"Oh! I don't! Truly. You'll be just as well looked after as if I was here. I do hope you'll stay."
That settled it. And Manresa Road was not far off.
She sat on the table and leaned against him a long time. Then she said she must go upstairs to her room—she had so much to do. He could not forbid, because she was irresistible. She extinguished the kitchen-lamp, and, side by side, they groped up the stairs to the first floor.

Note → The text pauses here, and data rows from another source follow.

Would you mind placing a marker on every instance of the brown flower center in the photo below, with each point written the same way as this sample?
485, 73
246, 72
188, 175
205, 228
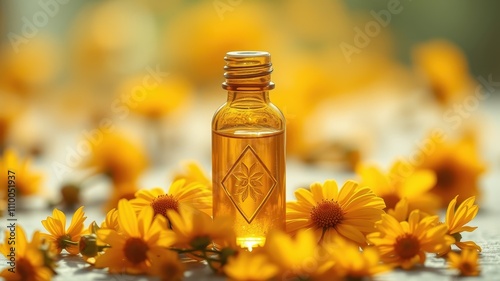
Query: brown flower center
163, 203
25, 269
466, 267
135, 250
445, 177
327, 214
407, 246
390, 200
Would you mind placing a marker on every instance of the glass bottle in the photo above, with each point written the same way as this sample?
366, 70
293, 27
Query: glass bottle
248, 150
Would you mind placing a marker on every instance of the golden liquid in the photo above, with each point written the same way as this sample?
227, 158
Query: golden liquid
249, 182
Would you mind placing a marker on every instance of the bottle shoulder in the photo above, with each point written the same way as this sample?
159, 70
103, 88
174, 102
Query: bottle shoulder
264, 117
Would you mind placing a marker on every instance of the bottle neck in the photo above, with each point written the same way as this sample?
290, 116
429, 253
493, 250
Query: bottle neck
248, 99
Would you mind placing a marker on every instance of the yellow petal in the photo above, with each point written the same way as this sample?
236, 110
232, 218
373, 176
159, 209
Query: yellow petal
127, 219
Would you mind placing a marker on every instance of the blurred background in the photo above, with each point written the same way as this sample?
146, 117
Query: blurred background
123, 89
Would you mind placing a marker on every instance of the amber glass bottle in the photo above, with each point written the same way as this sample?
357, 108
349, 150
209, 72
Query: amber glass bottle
248, 150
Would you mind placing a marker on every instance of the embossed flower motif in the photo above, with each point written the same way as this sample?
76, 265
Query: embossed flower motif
248, 182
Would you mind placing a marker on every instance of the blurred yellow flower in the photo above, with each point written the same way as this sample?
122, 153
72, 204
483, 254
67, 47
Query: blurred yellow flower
165, 265
456, 220
405, 243
118, 157
141, 235
466, 263
444, 67
352, 264
193, 173
29, 260
60, 237
350, 212
299, 256
28, 69
27, 182
393, 186
195, 195
457, 166
158, 98
195, 229
111, 38
400, 211
121, 190
253, 266
111, 220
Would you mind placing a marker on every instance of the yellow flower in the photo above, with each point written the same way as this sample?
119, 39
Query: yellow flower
350, 212
299, 256
196, 229
466, 262
195, 195
29, 68
161, 98
25, 180
141, 235
253, 266
61, 238
457, 167
29, 260
456, 221
394, 186
166, 265
404, 243
352, 264
194, 173
121, 190
111, 220
445, 68
117, 157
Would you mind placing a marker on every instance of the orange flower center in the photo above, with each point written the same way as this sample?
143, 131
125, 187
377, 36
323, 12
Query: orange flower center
162, 203
327, 214
466, 268
407, 246
135, 250
445, 177
25, 269
390, 200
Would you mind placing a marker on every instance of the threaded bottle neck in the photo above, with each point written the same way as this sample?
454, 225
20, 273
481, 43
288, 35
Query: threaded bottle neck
248, 71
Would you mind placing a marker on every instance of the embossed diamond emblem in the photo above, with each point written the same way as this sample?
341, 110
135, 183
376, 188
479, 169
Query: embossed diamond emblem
248, 184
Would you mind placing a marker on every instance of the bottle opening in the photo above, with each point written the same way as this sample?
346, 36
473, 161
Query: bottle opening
248, 70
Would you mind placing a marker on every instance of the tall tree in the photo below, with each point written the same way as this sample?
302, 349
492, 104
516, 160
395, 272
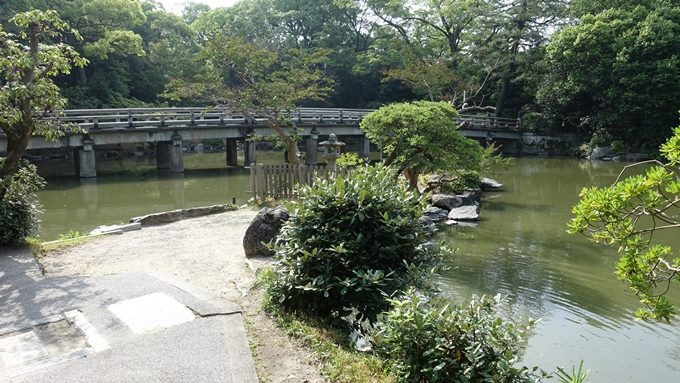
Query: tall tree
260, 83
28, 63
421, 137
616, 72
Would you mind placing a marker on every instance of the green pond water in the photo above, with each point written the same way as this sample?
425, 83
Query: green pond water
519, 249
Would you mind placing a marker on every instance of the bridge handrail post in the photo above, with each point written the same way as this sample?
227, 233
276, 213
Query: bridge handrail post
130, 124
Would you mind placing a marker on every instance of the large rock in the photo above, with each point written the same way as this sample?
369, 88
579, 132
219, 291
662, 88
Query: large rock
178, 215
470, 197
489, 184
446, 201
436, 214
263, 231
465, 213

The cat nonchalantly passed them in the hall.
"Put the lights out here, will you, when you go to bed?" she whispered. He felt flattered.
She offered her face.... The lovely thing slipped away upstairs with unimaginable, ravishing grace. She vanished. There was silence. After a moment George could hear the clock ticking in the kitchen below. He stood motionless, amid the dizzying memories of her glance, her gestures, the softness of her body. What had happened to him was past belief. He completely forgot the existence of the old man in love.
CHAPTER IV
THE LUNCHEON
I
George, having had breakfast in bed, opened his door for the second time that morning, and duly found on the mat the can of hot water (covered with a bit of old blanket) and the can of cold water which comprised the material for his bath. There was no sound in the house. The new spouse might be upstairs or she might be downstairs—he could not tell; but the cans proved that she was immanent and regardful; indeed, she never forgot anything. And George's second state at No. 8 was physically even better than his first. In the transition through autumn from summer to winter—a transition which, according to the experience of tens of thousands of London lodgers, is capable of turning comparative comfort into absolute discomfort—Mrs. Haim had behaved with benevolence and ingenuity. For example, the bedroom fire, laid overnight, was now burning up well from the mere touch of the lodger's own match. Such things are apt to count, and they counted with George.